Da questo punto di vista l’olio di semi di arachidi lascia un buon margine prima di arrivare al limite (oltre 230°C); l’extravergine, dal canto suo, dona alla frittura quel sentore mediterraneo che a molti piace tantissimo (anche se non a tutti). Qualunque olio scegliamo, una raccomandazione vale sempre: puntiamo sulla qualità. In una frittura l’olio è protagonista a tutti gli effetti.

Quanto scaldare l’olio e la temperatura

Se la temperatura è bassa, il pesce assorbe l’olio e diventa molle; se è eccessiva, fuori si brucia mentre dentro resta crudo. Il bersaglio da centrare si aggira intorno ai 170-180 gradi, senza spingerci oltre la soglia critica.

Indubbiamente se abbiamo un termometro da cucina a casa siamo avvantaggiati e possiamo tenere tutto sotto controllo con precisione. Ma anche senza, esiste un metodo della nonna che funziona ancora benissimo: basta tuffare nell’olio un pezzetto di pane. Se affonda e resta sul fondo immobile, vuol dire che il calore non è ancora sufficiente e dobbiamo aspettare. Se invece risale subito e attorno gli si formano tante bollicine vivaci, allora ci siamo: possiamo cominciare a friggere.

Per quanto riguarda la gestione della cottura, un piccolo accorgimento: all’inizio conviene tenere la fiamma sostenuta, così da formare in fretta quella crosticina che sigilla la polpa e ne trattiene i succhi. Una volta creata la crosta, possiamo abbassare leggermente e proseguire la cottura in modo più dolce.

I trucchi per non sbagliare

La prima regola riguarda le quantità: mai aggiungere troppi calamari e gamberi subito in padella, altrimenti crolla la temperatura dell’olio, e a quel punto addio croccantezza. Meglio procedere a piccole tornate, con pazienza.

Attenzione anche al fattore acqua: il pesce ne rilascia parecchia sotto forma di vapore durante la cottura. Per questo non dobbiamo mai mettere il coperchio sulla padella, altrimenti il vapore resta intrappolato e ci ritroviamo con una frittura molliccia invece che asciutta e dorata.

Sulla profondità dell’olio possiamo regolarci in base a cosa stiamo friggendo. Per i pesciolini piccoli e sottili, come quelli di paranza, è sufficiente un dito d’olio sul fondo della padella. Quando invece passiamo a calamari e anelli più consistenti, meglio abbondare e usare una pentola più capiente, così da immergerli completamente e farli cuocere in modo uniforme.

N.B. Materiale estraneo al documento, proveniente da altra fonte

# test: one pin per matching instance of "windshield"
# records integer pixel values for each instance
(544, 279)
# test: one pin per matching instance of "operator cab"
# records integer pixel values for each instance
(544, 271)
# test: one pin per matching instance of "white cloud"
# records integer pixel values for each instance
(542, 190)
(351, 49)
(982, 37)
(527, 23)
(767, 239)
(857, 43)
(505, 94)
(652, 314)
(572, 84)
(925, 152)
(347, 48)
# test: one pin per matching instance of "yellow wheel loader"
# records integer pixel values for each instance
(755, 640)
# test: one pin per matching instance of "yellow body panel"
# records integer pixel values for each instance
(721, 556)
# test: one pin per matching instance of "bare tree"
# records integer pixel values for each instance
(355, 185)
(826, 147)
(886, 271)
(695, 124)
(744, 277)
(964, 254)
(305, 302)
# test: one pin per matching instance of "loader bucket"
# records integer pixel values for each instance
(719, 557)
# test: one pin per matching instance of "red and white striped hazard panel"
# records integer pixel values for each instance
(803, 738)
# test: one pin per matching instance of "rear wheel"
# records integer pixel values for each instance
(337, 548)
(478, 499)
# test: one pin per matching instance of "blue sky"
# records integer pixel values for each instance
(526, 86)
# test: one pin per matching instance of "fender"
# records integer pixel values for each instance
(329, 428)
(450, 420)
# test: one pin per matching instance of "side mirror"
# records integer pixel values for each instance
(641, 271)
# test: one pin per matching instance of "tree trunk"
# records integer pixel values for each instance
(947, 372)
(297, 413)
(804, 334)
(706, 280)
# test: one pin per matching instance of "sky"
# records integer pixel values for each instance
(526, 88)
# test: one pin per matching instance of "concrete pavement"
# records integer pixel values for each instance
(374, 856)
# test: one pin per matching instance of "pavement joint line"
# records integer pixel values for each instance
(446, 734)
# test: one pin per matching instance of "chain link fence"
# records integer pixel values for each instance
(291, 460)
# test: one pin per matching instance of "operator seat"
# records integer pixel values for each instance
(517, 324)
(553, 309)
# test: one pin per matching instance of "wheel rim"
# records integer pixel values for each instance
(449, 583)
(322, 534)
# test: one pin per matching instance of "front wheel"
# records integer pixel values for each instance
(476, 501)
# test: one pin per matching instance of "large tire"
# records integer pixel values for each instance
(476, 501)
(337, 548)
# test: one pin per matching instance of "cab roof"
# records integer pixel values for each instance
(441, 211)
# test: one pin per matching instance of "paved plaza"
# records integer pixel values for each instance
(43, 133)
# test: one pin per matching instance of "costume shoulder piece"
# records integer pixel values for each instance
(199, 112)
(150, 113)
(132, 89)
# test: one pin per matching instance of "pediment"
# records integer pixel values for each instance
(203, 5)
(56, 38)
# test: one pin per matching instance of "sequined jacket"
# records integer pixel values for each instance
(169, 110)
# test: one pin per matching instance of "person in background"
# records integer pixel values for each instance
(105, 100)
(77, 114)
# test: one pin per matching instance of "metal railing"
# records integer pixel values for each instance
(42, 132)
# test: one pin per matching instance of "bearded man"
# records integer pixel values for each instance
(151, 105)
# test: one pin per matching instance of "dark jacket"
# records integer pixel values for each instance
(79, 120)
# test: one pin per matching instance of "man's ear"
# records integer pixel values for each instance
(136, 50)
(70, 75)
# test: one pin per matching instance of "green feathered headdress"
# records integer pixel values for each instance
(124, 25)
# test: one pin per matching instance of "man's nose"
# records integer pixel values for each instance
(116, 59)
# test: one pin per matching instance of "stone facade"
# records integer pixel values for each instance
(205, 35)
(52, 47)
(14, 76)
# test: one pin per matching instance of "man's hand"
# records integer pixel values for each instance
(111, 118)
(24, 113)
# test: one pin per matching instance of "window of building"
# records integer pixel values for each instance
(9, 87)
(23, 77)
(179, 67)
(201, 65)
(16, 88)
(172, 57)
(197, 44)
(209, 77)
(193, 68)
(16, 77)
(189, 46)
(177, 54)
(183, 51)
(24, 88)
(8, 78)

I tempi, infine, sono brevissimi: il pesce in frittura cuoce in un attimo. Pochi minuti bastano e avanzano, e durante la cottura conviene maneggiarlo il meno possibile. Appena pronto, scoliamolo e adagiamolo su carta assorbente, che cattura l’olio in eccesso. E poi siamo pronte per gustare questo secondo da trattoria di mare.